Career Direction
I’ve been extra introspective lately.
I don’t know, maybe it’s the therapy, but I’ve been thinking a lot about my life lately. I guess I didn’t do that as much at the end of the year, because there was so much going on that I didn’t want to have to look at just then. I’ve really done okay, over the years, with my career. It hasn’t always gone the way I’d like, of course, but, still, it’s been okay. I remember telling my Father at one point that I didn’t want to just bounce from job to job, but that I wanted to take control of my career and steer it in a particular direction. He kind of got upset with me, like I’d insulted him or something. It struck me as odd, at the time, because I’d always felt that he’d done a pretty good job of steering his own career, which is what motivated the comment. I think he thought I was saying the opposite.
Anyway, I’ve been going over my history with my therapist, so that meant a lot of talk about jobs. In many ways, as a man, my job has defined me over the years. But, as I went through the different places and the certifications, it didn’t seem like I’d been steering much at all! I just threw myself upon fate and lucked out! I mean, winning the scholarship to pay for my Certified Novell Engineer training was very lucky. Sure, I did the work to maintain it, and even get Linux+ certified, too, but mostly it was luck.

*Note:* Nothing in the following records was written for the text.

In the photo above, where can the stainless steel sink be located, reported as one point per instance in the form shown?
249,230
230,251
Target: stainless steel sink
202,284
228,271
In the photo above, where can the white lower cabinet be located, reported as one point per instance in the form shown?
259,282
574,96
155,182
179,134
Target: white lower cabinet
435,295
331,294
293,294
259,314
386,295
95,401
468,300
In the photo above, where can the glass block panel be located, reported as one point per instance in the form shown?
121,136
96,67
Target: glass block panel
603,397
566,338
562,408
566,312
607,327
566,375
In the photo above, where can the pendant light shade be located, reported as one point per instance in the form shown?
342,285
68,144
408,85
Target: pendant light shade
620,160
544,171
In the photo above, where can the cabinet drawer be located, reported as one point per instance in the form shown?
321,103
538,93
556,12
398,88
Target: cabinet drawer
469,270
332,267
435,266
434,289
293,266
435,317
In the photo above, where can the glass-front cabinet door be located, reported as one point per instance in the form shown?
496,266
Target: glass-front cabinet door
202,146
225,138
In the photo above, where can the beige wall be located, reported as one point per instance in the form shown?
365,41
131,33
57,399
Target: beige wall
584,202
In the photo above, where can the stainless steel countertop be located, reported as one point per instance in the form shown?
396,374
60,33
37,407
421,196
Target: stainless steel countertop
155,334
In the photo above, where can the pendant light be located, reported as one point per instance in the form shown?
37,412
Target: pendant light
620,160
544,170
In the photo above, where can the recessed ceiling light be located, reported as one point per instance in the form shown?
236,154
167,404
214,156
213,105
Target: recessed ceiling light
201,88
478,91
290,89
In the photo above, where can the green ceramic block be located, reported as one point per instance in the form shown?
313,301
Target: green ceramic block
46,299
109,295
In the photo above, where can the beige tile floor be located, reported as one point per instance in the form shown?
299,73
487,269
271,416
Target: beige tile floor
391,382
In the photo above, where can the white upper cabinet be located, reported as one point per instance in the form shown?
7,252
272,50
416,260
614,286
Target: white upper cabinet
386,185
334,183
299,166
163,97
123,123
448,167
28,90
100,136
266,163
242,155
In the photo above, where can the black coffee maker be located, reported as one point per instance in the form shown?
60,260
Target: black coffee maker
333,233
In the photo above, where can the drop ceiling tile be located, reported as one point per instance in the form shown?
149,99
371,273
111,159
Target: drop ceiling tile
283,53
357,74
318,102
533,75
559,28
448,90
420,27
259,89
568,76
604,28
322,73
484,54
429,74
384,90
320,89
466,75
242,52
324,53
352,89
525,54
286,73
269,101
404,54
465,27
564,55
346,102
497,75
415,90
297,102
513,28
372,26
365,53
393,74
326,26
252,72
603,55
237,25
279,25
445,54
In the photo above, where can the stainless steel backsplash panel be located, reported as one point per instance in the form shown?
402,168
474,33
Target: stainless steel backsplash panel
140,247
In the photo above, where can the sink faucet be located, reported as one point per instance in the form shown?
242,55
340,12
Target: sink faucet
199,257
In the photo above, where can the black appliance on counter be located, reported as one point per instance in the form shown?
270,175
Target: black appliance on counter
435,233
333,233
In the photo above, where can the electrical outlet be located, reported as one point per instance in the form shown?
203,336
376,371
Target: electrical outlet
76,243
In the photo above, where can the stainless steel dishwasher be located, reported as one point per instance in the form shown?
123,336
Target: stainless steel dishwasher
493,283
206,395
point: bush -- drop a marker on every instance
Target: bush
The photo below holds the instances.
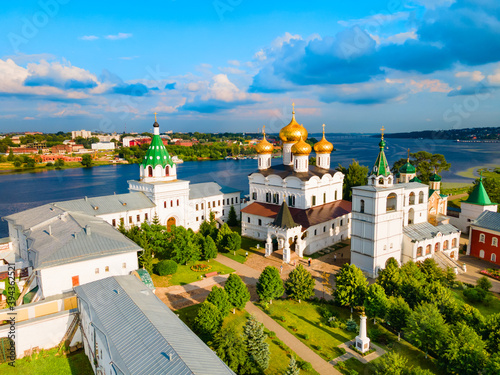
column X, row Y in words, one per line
column 166, row 267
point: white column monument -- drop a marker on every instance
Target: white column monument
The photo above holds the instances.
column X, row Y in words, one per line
column 362, row 341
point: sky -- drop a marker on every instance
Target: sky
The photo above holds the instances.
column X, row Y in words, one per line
column 238, row 65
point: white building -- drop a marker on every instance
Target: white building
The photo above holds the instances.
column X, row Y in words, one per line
column 391, row 220
column 297, row 206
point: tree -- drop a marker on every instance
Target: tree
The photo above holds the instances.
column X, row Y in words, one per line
column 208, row 321
column 232, row 220
column 390, row 277
column 398, row 313
column 355, row 175
column 270, row 285
column 464, row 351
column 230, row 348
column 292, row 368
column 255, row 340
column 300, row 284
column 350, row 286
column 209, row 248
column 426, row 327
column 219, row 298
column 376, row 302
column 237, row 291
column 86, row 160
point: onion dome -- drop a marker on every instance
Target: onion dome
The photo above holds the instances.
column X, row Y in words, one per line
column 293, row 131
column 323, row 146
column 264, row 147
column 301, row 148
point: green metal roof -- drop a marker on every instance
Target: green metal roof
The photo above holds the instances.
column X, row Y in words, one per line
column 479, row 195
column 157, row 154
column 381, row 167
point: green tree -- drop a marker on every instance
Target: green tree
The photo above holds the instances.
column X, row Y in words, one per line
column 232, row 220
column 209, row 248
column 237, row 291
column 208, row 321
column 426, row 327
column 390, row 277
column 376, row 302
column 255, row 340
column 230, row 348
column 350, row 286
column 86, row 160
column 292, row 368
column 355, row 175
column 464, row 351
column 219, row 298
column 300, row 284
column 398, row 313
column 270, row 285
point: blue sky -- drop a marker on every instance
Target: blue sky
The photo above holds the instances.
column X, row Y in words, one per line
column 236, row 65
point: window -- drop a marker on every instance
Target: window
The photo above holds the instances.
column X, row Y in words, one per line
column 427, row 249
column 391, row 202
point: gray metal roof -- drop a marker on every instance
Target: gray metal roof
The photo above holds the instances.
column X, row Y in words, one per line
column 107, row 204
column 488, row 220
column 144, row 336
column 58, row 237
column 426, row 231
column 208, row 189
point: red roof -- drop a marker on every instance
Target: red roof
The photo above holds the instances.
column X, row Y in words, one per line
column 306, row 218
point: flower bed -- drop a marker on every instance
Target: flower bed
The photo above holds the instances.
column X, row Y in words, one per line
column 201, row 267
column 495, row 274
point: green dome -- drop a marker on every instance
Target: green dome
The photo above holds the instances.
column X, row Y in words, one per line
column 157, row 154
column 408, row 168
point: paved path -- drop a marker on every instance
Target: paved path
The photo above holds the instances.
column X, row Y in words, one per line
column 318, row 363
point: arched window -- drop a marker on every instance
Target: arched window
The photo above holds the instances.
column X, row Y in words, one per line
column 391, row 202
column 412, row 198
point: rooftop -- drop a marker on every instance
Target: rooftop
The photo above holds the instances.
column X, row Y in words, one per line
column 143, row 334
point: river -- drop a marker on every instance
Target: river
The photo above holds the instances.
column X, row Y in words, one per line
column 22, row 191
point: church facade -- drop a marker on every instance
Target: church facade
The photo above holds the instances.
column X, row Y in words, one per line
column 295, row 206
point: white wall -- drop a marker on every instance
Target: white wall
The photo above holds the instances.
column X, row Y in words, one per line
column 57, row 280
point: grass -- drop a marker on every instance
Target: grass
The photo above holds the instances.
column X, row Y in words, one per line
column 306, row 317
column 185, row 275
column 49, row 362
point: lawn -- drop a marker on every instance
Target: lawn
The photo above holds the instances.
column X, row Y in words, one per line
column 306, row 318
column 49, row 363
column 185, row 275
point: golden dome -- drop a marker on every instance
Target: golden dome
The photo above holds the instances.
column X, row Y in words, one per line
column 301, row 148
column 323, row 146
column 293, row 131
column 264, row 147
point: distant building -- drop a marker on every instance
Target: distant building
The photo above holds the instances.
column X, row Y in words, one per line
column 128, row 330
column 484, row 237
column 81, row 133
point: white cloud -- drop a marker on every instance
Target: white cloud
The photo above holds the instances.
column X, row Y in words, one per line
column 119, row 36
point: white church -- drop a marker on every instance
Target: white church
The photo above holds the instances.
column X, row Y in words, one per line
column 295, row 206
column 390, row 219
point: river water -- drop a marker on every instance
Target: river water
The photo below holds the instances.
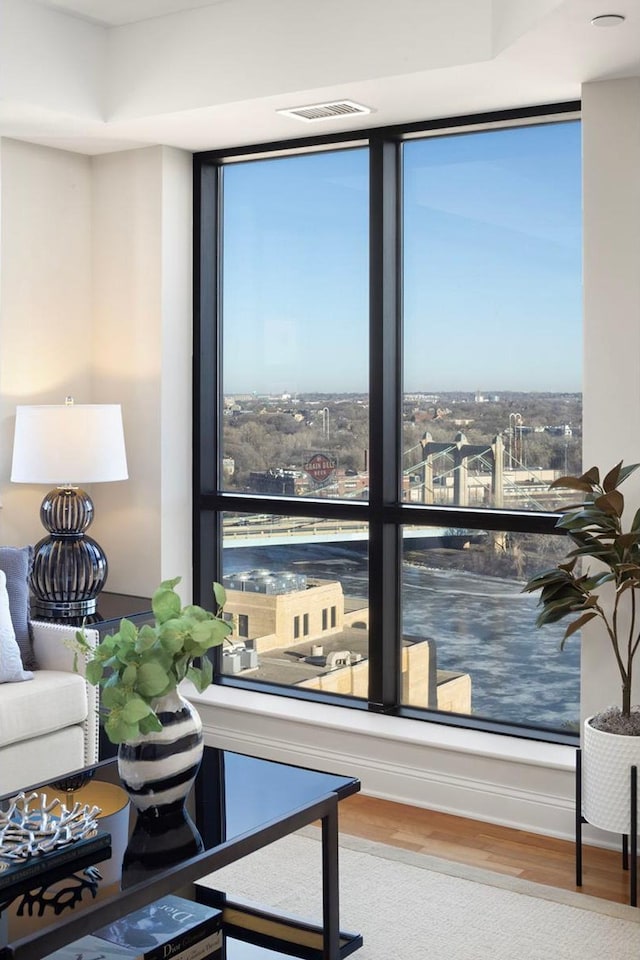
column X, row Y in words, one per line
column 483, row 626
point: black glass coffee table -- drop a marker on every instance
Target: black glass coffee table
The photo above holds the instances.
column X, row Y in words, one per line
column 238, row 805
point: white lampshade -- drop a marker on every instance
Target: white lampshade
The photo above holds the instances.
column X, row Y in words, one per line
column 69, row 443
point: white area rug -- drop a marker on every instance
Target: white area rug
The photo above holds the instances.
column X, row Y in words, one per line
column 411, row 906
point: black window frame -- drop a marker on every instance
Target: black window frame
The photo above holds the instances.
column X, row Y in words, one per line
column 385, row 512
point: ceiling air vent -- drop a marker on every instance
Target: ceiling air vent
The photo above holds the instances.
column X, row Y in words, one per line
column 325, row 111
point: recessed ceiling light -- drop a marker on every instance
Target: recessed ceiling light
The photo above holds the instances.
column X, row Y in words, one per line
column 325, row 111
column 608, row 20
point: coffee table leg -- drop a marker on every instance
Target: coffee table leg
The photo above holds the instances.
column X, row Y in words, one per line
column 330, row 884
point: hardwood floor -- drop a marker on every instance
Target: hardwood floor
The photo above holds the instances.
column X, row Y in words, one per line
column 514, row 852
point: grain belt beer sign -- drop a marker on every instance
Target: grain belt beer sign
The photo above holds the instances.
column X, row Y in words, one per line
column 320, row 467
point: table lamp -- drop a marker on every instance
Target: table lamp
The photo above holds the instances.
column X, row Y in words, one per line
column 68, row 444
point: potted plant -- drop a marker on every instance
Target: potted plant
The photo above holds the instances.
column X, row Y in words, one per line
column 611, row 742
column 139, row 669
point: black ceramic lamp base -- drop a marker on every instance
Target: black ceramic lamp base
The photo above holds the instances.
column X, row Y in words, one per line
column 69, row 568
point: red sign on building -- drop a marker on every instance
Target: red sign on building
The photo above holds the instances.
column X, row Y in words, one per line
column 320, row 467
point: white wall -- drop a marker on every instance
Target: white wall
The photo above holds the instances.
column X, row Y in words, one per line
column 96, row 303
column 45, row 303
column 127, row 352
column 611, row 172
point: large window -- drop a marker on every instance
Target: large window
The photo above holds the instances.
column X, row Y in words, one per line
column 388, row 341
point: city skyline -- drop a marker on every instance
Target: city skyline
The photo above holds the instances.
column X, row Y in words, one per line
column 492, row 266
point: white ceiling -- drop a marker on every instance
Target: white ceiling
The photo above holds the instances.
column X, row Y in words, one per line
column 102, row 75
column 114, row 13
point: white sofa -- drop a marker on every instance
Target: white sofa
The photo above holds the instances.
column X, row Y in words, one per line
column 48, row 725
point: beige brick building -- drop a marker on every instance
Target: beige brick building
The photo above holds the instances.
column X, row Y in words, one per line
column 305, row 632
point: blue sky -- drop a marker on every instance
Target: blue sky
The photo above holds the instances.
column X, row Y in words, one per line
column 492, row 266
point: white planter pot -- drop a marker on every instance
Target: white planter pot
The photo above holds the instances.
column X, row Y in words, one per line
column 607, row 759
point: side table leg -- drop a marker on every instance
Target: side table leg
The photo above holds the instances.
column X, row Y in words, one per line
column 633, row 839
column 578, row 817
column 330, row 885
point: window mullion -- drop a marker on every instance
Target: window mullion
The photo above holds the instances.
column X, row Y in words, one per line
column 385, row 407
column 207, row 524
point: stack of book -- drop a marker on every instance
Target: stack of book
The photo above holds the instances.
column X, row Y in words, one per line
column 168, row 929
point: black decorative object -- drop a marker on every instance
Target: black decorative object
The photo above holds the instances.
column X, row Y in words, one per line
column 157, row 769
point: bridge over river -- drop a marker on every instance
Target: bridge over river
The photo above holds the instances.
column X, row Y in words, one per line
column 261, row 530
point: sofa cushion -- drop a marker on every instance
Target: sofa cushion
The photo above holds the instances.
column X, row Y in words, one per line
column 43, row 759
column 16, row 563
column 53, row 700
column 11, row 669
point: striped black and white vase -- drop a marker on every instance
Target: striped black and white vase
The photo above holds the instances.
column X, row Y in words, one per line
column 158, row 769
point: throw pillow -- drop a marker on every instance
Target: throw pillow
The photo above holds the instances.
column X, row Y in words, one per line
column 16, row 563
column 11, row 669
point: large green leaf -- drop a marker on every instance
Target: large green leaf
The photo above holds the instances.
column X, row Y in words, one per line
column 118, row 730
column 150, row 724
column 611, row 503
column 166, row 604
column 94, row 671
column 153, row 680
column 135, row 709
column 612, row 479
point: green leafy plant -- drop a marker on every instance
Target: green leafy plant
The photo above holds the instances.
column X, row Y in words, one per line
column 594, row 527
column 135, row 666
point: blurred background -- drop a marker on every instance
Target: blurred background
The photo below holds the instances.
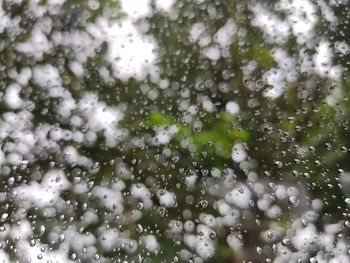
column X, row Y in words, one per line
column 174, row 131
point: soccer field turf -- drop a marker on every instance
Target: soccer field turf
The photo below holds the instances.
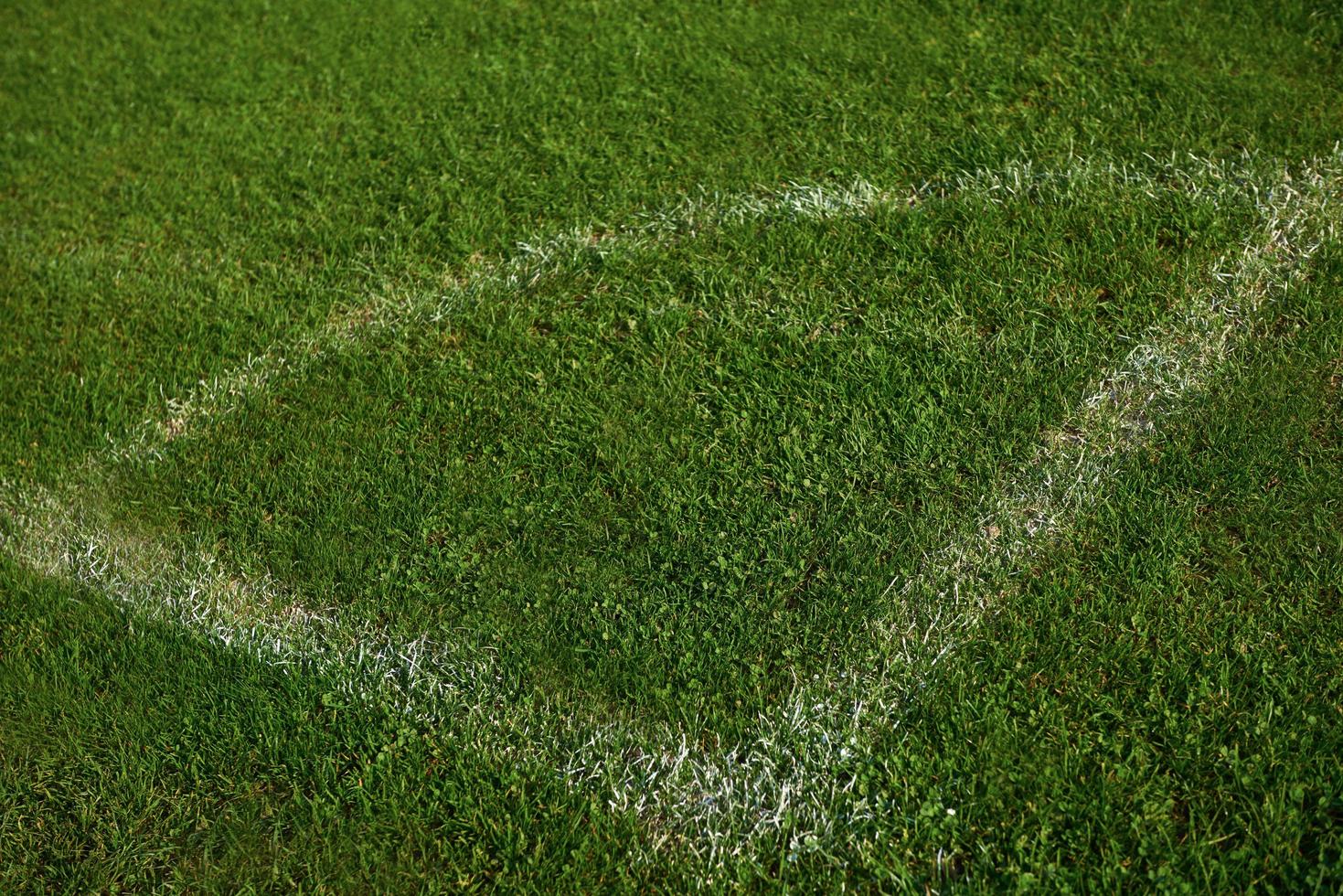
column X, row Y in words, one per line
column 669, row 446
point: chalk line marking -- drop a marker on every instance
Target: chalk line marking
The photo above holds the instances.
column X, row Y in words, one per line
column 795, row 775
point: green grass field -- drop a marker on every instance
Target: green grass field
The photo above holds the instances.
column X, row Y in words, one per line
column 670, row 446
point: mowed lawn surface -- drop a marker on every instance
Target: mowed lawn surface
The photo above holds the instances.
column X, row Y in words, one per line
column 669, row 478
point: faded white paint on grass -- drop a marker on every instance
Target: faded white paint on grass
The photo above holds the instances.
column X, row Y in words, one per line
column 795, row 775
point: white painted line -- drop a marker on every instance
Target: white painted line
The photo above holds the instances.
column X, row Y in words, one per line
column 795, row 774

But, one thing I am very proud of is that my Father got me one interview. That’s it, just one. Everything else that’s happened in my career is either due to luck, or my own ability. Sort of bootstrap-levitation. My therapist commented on it and said, “So, you’re really a self-made man, aren’t you?” And, I had to admit with no small amount of pride, that, yes, I am. So, I may not have as much career direction as I’d like, but I have a good job that I enjoy working for a company that I feel good about for a change. In the over all scheme of things, that’s better than a lot of guys ever manage. So, I guess I’m doing okay after all.
Advice from your Uncle Jim:
"The real art of conversation is not only to say the right thing in the right place, but also to leave unsaid the wrong thing at the tempting moment."